Presently she got up and sat down by the side of her speechless husband; she threw her arms round him and kissed him.
“Tell me,” she whispered, and she shuddered, “what prayer shall I say in the last awful moment, when they are tearing my limbs? But oh! it is impossible; God can never leave us to die like this. No, He cannot, He cannot. No earthly father would, why then should our Father in Heaven? Say, Diphilus, he will send us an angel to bear us away to the land of joy and peace? It is only to try us—say, Diphilus.”
“My poor child,” said Diphilus, and he broke into tears.
And then she began again, chattering in her sweet, silly way, till at last, almost while she was speaking, her eyelids closed, and her head sank gently on his breast; she was asleep—and in a few hours her round young limbs were to be mangled by beasts of prey.

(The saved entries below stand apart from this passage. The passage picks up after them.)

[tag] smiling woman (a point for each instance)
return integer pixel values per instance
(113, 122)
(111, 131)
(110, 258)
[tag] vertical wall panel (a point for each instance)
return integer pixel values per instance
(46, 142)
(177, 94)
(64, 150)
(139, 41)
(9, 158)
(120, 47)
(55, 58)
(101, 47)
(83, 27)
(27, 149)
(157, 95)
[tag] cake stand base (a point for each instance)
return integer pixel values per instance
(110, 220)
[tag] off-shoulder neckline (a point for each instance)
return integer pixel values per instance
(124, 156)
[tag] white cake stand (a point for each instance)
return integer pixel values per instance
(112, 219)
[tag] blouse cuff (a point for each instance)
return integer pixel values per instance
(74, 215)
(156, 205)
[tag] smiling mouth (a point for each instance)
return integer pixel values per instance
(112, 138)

There was another couple of senatorial rank there besides Quintus and Cornelia: the consul, Flavius Clemens,[156] a man of blameless character and the highest merit, and with him his noble wife. Both in calm and silent resignation had joined a group, that had gathered round a girl of eight, who had sunk into a decline in consequence of her long imprisonment. Her father, an artisan from the Subura, had carried the poor child in his arms from one prison to the other. She was now half sitting and leaning against the wall, looking round her with large, ghastly-bright eyes, while her father held her hands and listened to her words as though they were a revelation from Heaven.
“Do not cry, father dear,” she said coaxingly. “That good angel, that has so often come to me, will not have your Cynthia torn by lions. He is coming to fetch me away. There—there—where the wall is open and you see the blue sky through—he is there in the sunshine.”
A faint smile fleeted across the wasted face, transient and melancholy as the last rosy hue of an autumn sunset. She closed her eyes, but opened them again at once in rapt ecstasy.
“Good-night, father,” she said with a sigh. “I am going first, up into that bright and glorious heaven. When the time comes, and your heart is breaking with terror and pain, remember me, father, and do not forget that I shall be praying to God to give you strength and courage to the last. Oh father, I thank you too for having loved me so much, and for having taught me to know the Saviour, and taken care of me in all your trouble. And I thank you too, dear good friends, and I will pray to God for you all as well. What a glorious sight! I can see far, far away into the gates of light. Yes, Angel of Hope, I am ready to follow you. Kiss me, father, once more, for He has got my hand—He is flying, dragging me up—up....” her arms fell into her lap, and she sighed deeply. Then she lay still, as if she had gone to sleep.
“Cynthia, my child!” cried the father, and with a loud sob he pressed the cold, slender hands to his furrowed face.